Because a lower-than-optimal amount of light reaches the retina in low-light settings, visual acuity is diminished at night.
Wearing sunglasses at nighttime limits the amount of light entering the retina even more, and is thus not supported under any circumstances — especially when driving at night — because it intensifies darkness-related vision impairment.
Even sunglasses with yellow or clear amber lenses, which are designed to enhance contrast during the day, will work against you at night.
There is, however, one exception…
Wear your shades at night during this “midnight sun” period of the year if you reside in Alaska or near the North or the South Pole when there is constant sunlight near the summer solstice!
How Do Sunglasses Aid Night Vision?
On bright, sunny days, most people are aware that good-quality sunglasses protect our eyes from the sun’s damaging UV rays, minimize glare, and improve visual comfort. However, it is a little-known fact that wearing sunglasses during the day can help with night vision.
According to research conducted by the American Optometric Association (AOA), two or three hours of intense sunlight can delay the initiation of dark adaptation of rod photoreceptors by 10 minutes or more, and in some circumstances, full night vision sensitivity may not be reached for hours. These investigations also found a 50% decrease in visual acuity after 10 days of sunshine exposure, as well as deficits in the visible range and contrast discrimination at night. During daylight hours, wearing dark shades that filter 85 percent visible light was proven to decrease or prevent night vision impairment.
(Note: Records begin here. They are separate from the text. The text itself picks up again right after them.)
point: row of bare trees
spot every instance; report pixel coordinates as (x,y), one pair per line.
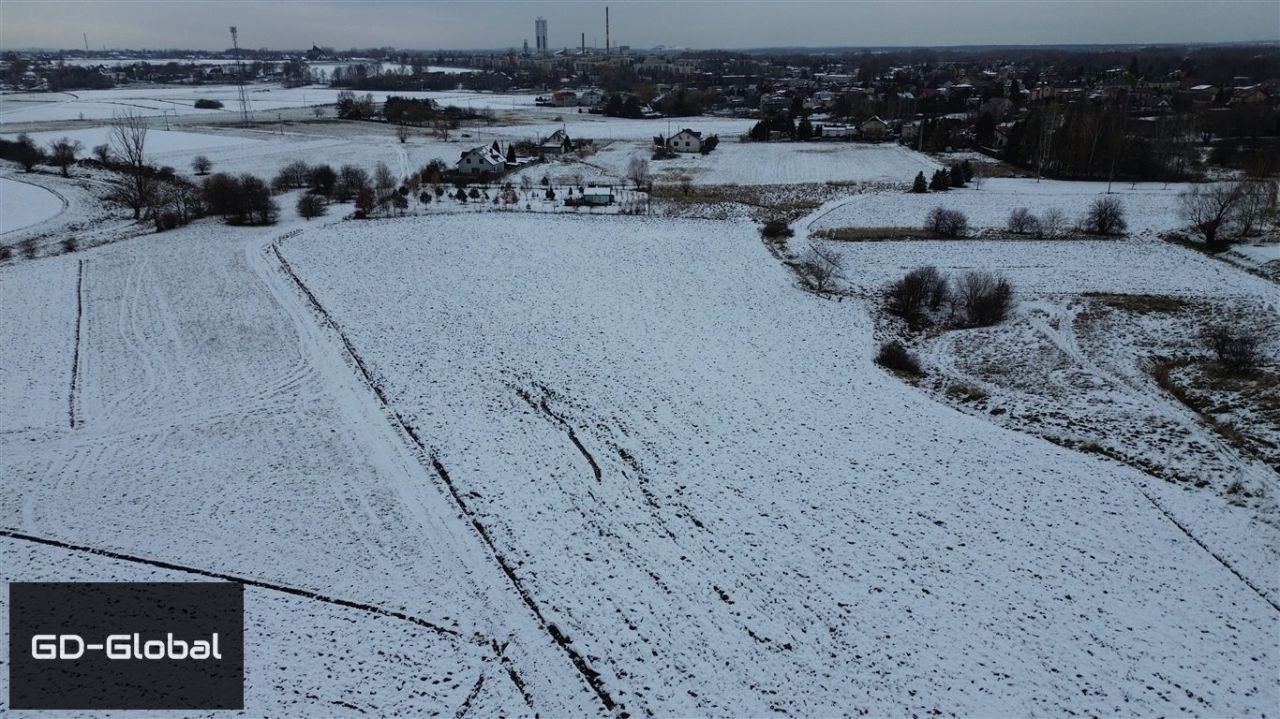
(1221,211)
(926,297)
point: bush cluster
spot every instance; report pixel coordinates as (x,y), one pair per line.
(926,296)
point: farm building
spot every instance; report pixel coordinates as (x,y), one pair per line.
(481,160)
(685,141)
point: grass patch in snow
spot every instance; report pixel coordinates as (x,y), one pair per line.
(1141,303)
(1238,407)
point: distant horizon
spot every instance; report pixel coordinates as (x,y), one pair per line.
(677,47)
(497,26)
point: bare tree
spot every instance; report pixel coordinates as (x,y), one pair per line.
(383,181)
(28,154)
(128,137)
(1052,223)
(821,266)
(311,206)
(919,289)
(1256,197)
(62,154)
(1208,209)
(946,223)
(1022,221)
(638,172)
(1105,216)
(984,297)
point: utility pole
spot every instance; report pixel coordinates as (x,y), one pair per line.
(240,79)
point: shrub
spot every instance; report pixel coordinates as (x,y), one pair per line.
(821,266)
(1105,216)
(924,288)
(984,298)
(1052,223)
(894,356)
(1022,221)
(351,179)
(321,179)
(24,151)
(295,175)
(1235,349)
(241,201)
(776,229)
(941,181)
(946,223)
(311,206)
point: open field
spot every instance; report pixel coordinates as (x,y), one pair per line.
(24,205)
(526,463)
(704,498)
(1150,207)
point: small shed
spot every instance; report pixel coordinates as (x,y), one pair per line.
(598,196)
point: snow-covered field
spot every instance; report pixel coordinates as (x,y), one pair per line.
(773,163)
(23,205)
(746,516)
(1151,207)
(571,466)
(1064,266)
(152,101)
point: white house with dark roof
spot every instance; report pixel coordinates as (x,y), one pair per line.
(481,160)
(685,141)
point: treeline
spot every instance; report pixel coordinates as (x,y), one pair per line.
(401,110)
(1098,142)
(370,78)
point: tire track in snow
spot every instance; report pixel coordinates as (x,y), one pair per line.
(540,406)
(588,674)
(73,397)
(246,581)
(1065,340)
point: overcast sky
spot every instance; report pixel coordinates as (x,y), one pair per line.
(501,24)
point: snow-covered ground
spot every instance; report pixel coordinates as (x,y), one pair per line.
(23,205)
(1061,266)
(769,163)
(745,516)
(1150,207)
(160,142)
(178,385)
(264,99)
(617,445)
The Transformation From Daylight to Night Vision
Our eyes must undergo a process known as dark adaptation in order to function at their maximum sensitivity in low-light circumstances. The dependence on high-resolution photoreceptor cells in the retina (cones) is shifted to lower-resolution photoreceptors during this phase (rods). Photopigments are found in both cone and rod photoreceptors and are required for vision. Cone cell pigments are activated in bright sunshine, whereas the photopigment in rod cells (rhodopsin) is inactivated or “bleached” which are basically inactive.
According to studies, wearing sunglasses that filter 85 percent of visible light during daylight hours allows for faster dark adaption and prevents night vision loss.
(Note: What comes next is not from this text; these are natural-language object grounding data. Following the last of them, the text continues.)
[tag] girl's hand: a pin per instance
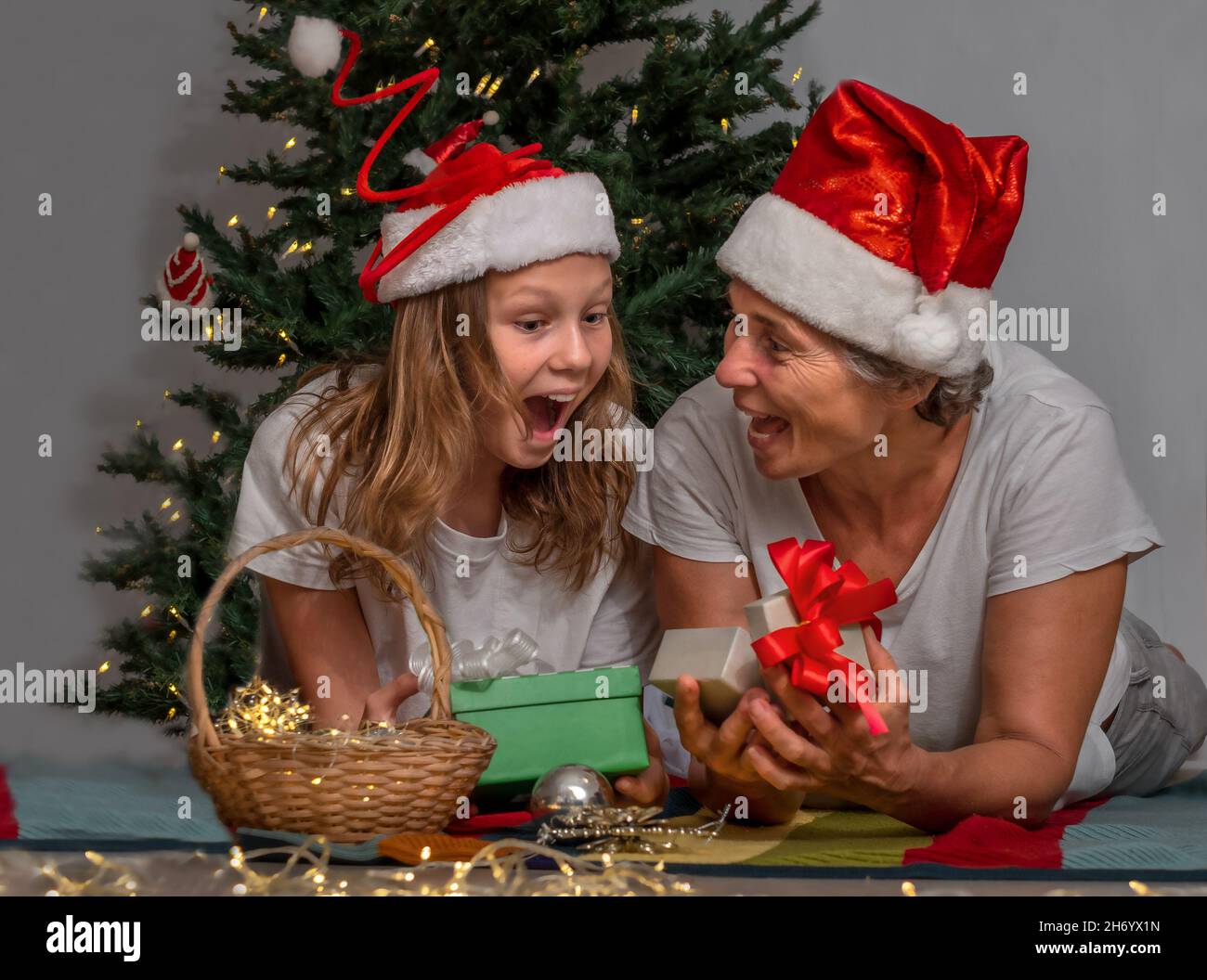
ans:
(652, 784)
(720, 750)
(383, 703)
(837, 754)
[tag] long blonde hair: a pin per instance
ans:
(409, 431)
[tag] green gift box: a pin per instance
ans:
(586, 717)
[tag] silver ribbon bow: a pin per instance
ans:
(494, 658)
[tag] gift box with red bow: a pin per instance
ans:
(803, 627)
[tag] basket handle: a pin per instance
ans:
(398, 571)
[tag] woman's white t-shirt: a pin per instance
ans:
(474, 582)
(1041, 478)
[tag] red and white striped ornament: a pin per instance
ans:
(182, 281)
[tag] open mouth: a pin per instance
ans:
(764, 428)
(547, 412)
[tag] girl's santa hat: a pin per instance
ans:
(885, 228)
(477, 208)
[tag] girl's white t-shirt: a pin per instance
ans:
(474, 582)
(1041, 479)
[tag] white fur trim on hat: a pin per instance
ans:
(532, 221)
(803, 264)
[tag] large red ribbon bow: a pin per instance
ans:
(825, 599)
The Importance of Dark Adaptation
The most dangerous period to travel, according to the Insurance Institute for Highway Safety, is between 5 and 7 p.m. At this time of day, there are more roadway deaths than at any other time of day.
Drivers must contend with changing light conditions as well as a significant number of vehicles on the road during this evening “rush hour.” When the sun is low in the sky, it can generate a lot of glare, which makes seeing difficult. Drivers’ eyes must adjust to low-light situations and incoming headlights after dusk. Many car accidents that occur at this time of day may possibly be avoided if more individuals wore sunglasses during the day.
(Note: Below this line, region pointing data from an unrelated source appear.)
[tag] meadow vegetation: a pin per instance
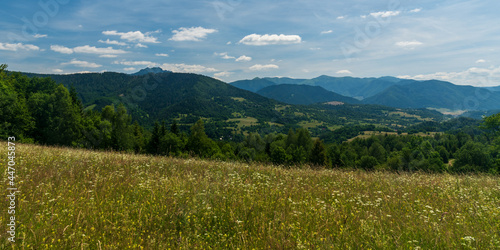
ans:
(82, 199)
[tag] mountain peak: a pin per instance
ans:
(154, 70)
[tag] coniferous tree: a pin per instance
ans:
(154, 142)
(318, 154)
(174, 128)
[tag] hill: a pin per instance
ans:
(227, 110)
(303, 94)
(436, 94)
(168, 95)
(348, 86)
(154, 70)
(79, 198)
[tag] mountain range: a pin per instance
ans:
(303, 94)
(154, 95)
(388, 91)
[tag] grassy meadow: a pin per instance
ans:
(80, 199)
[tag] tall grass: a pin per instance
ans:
(102, 200)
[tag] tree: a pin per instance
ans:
(122, 137)
(471, 157)
(378, 151)
(318, 153)
(279, 156)
(174, 128)
(138, 137)
(199, 143)
(367, 162)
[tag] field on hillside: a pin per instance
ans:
(101, 200)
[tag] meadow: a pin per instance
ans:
(81, 199)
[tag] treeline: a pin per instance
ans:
(38, 110)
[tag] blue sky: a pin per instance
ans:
(458, 41)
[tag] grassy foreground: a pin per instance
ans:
(74, 199)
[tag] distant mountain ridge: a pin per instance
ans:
(390, 91)
(303, 94)
(359, 88)
(437, 94)
(154, 70)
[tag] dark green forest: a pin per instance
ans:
(41, 111)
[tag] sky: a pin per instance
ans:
(456, 41)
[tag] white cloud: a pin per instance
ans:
(244, 58)
(83, 64)
(185, 68)
(133, 36)
(408, 44)
(260, 67)
(385, 14)
(113, 42)
(18, 46)
(93, 50)
(61, 49)
(195, 34)
(108, 56)
(344, 72)
(224, 55)
(86, 49)
(222, 74)
(136, 63)
(480, 77)
(267, 39)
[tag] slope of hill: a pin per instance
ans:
(436, 94)
(253, 85)
(303, 94)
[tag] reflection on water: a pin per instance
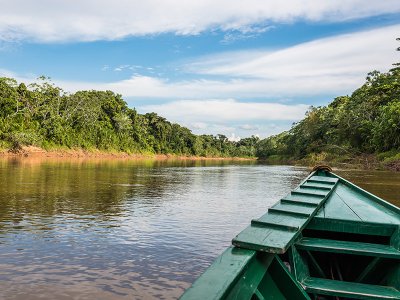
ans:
(124, 229)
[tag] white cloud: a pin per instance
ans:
(334, 66)
(249, 127)
(344, 55)
(73, 20)
(226, 110)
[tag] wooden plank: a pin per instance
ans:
(281, 226)
(264, 239)
(293, 208)
(285, 282)
(327, 224)
(307, 193)
(319, 183)
(349, 289)
(316, 186)
(299, 202)
(288, 212)
(221, 276)
(312, 191)
(317, 178)
(357, 248)
(304, 198)
(277, 239)
(284, 220)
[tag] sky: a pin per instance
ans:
(238, 68)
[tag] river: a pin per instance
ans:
(126, 229)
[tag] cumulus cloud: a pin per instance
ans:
(73, 20)
(226, 110)
(330, 66)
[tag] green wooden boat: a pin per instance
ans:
(327, 239)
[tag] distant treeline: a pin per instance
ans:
(368, 121)
(42, 114)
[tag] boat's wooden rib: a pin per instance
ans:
(278, 242)
(357, 248)
(337, 240)
(351, 290)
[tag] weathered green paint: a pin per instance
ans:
(371, 266)
(222, 275)
(368, 249)
(328, 207)
(336, 225)
(281, 234)
(349, 289)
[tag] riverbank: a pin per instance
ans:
(37, 152)
(383, 161)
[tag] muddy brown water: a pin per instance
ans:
(104, 229)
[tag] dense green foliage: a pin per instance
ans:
(41, 114)
(368, 121)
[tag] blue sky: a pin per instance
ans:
(232, 67)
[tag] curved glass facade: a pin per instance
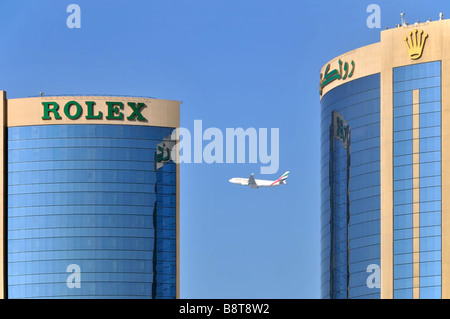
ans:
(417, 180)
(350, 189)
(91, 196)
This would allow drivers’ eyes to adjust more quickly to decreased ambient light, allowing them to see and react more quickly after the sunsets. Wearing dark sunglasses throughout the day is even more crucial after the age of 50 because our eyes’ capacity to adjust to changing light situations deteriorates with age. This is true not only for night driving but also for things like visiting a dimly lit restaurant or a dark theater. The ideal sunglasses for protecting night vision during the day should filter 100% UV rays and around 85% visible light.